Por trás dessa avassaladora encíclica ambiental, estava o cardeal Peter Turkson, uma vez candidato ao papado. Turkson, de Gana, é agora um conselheiro-chave do papa, liderou a criação do primeiro rascunho da encíclica e coordenou a equipe que ajudou o papa a elaborar o projeto final. A revista Newsweek falou com Turkson assim que Francisco desembarcou em Nova York, no dia 24 de setembro.
Eis a entrevista.
Alguns membros do Congresso usaram a Bíblia para dizer que as mudanças climáticas não existem. Por exemplo, o senador Jim Inhofe citou uma vez um versículo do Gênesis: “Enquanto durar a terra, jamais faltarão semeadura e colheita, frio e calor, verão e inverno, dia e noite” (Gênesis 8, 22). E, por causa disso, não seria possível que pudéssemos mudar o clima. Como você responderia a esse argumento?
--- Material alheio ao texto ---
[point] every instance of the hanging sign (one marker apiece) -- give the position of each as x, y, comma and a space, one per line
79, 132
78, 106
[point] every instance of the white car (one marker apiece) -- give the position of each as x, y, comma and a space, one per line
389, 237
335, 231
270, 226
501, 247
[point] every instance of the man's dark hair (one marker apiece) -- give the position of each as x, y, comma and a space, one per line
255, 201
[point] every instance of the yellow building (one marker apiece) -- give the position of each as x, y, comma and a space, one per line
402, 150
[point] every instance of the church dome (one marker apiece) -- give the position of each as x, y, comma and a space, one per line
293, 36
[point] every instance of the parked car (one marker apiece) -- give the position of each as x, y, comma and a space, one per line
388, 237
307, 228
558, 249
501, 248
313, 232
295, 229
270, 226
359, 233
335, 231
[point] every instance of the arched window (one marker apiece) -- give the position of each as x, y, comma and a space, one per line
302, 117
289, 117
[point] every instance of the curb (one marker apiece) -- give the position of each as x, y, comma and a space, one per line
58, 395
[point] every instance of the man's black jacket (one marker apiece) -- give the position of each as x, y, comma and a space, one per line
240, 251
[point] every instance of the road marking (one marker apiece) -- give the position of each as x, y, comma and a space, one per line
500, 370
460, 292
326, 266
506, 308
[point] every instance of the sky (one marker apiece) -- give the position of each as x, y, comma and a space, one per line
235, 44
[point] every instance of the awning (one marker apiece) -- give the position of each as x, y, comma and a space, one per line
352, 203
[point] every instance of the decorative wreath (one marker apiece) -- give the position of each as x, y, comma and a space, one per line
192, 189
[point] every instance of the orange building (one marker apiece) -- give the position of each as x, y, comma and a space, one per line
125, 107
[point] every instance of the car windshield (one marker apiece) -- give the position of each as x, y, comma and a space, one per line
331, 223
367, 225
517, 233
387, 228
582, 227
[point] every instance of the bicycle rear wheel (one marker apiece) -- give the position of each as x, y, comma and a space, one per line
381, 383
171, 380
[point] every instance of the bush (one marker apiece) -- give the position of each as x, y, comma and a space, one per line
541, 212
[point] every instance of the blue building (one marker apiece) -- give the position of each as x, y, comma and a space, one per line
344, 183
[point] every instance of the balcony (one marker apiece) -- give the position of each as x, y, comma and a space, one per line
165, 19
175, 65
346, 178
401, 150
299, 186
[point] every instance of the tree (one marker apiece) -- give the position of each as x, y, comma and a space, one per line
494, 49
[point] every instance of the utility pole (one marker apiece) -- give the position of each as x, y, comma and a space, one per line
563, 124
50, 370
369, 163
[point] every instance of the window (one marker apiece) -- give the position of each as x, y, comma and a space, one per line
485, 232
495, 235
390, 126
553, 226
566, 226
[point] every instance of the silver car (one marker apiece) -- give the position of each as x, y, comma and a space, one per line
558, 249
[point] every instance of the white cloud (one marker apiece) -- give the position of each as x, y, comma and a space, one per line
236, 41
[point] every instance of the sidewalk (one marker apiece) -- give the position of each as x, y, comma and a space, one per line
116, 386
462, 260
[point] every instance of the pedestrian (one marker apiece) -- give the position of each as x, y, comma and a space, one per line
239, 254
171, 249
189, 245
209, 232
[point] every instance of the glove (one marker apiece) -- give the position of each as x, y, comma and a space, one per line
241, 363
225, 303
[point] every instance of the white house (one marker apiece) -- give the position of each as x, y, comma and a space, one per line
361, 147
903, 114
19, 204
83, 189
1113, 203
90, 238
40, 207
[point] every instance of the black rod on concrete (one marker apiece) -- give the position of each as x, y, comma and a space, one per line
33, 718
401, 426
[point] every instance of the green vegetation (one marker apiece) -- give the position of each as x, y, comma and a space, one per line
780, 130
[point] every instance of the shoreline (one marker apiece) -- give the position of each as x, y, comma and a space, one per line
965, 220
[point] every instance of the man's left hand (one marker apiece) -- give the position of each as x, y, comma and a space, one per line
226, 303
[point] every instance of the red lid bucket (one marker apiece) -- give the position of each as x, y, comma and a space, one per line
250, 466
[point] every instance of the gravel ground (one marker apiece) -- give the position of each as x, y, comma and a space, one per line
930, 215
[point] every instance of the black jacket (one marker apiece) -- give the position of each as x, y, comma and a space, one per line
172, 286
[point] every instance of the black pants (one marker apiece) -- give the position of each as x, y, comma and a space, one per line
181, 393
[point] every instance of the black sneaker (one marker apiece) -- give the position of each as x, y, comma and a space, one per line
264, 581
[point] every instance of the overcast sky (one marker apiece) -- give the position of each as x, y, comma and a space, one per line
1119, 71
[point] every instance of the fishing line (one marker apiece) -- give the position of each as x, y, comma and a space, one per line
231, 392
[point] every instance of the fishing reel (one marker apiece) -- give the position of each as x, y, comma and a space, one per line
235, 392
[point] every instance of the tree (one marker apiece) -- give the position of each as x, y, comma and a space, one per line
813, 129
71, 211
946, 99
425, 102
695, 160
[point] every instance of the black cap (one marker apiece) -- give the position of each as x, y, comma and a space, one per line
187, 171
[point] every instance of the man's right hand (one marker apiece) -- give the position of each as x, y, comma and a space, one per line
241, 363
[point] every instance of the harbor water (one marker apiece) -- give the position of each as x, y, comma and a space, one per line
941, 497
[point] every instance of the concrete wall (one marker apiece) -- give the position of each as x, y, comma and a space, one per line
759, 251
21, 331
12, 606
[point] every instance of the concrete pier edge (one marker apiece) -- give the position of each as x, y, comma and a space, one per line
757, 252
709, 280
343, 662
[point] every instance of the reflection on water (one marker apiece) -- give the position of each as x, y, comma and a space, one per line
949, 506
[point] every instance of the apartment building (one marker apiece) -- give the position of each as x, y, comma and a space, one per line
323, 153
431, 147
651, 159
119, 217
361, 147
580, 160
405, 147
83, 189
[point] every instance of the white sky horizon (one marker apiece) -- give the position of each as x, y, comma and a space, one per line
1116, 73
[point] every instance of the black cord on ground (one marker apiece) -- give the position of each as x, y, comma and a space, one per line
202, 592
Eu não quero criar qualquer problema com o congressista nem me envolver em qualquer debate exegético com ele sobre como ler ou interpretar qualquer parte da Bíblia ou das Escrituras. Mas qualquer pessoa que esteja acostumado com a Bíblia também vai reconhecer que uma declaração como essa sempre deve ser contextualizada um pouco, situada no seu contexto – onde e quando e em que condições ela foi dita. A Bíblia fala sobre a Terra que definha sob os pecados dos seres humanos. Isso significa que a conduta dos habitantes humanos da Terra pode ter um impacto sobre a saúde da Terra.
Isso também pode ser encontrado nas Escrituras. Se formos para o princípio, quando Deus introduziu o primeiro casal humano no jardim que Ele havia preparado, Ele lhes pediu para lavrar e cuidar dela. Essa é a corrente básica do nosso relacionamento com o mundo em que vivemos. É a nossa casa. Ela nos dada dada como um jardim. E é a tarefa e a responsabilidade de todos nós conservá-lo como um jardim e não passá-la para as gerações posteriores como um deserto. Isso não seria certo, não seria justo.
Grande parte da encíclica fala sobre ética econômica e de um sistema econômico que incentiva o comportamento antiético, levando à desigualdade e à destruição ambiental. O capitalismo é uma boa ideia?
Essa não é a primeira vez que uma encíclica fala sobre um sistema econômico que não promove o bem-estar de todos de forma justa e sustentável. Mas ela não chega a identificá-lo ou a chamá-lo pelo nome de capitalismo. Eu suponho que se trate de algo intencional. A afirmação básica é que a economia deve tentar promover o florescimento de todos de forma igualitária, se possível. O papa não é o único a observar isso.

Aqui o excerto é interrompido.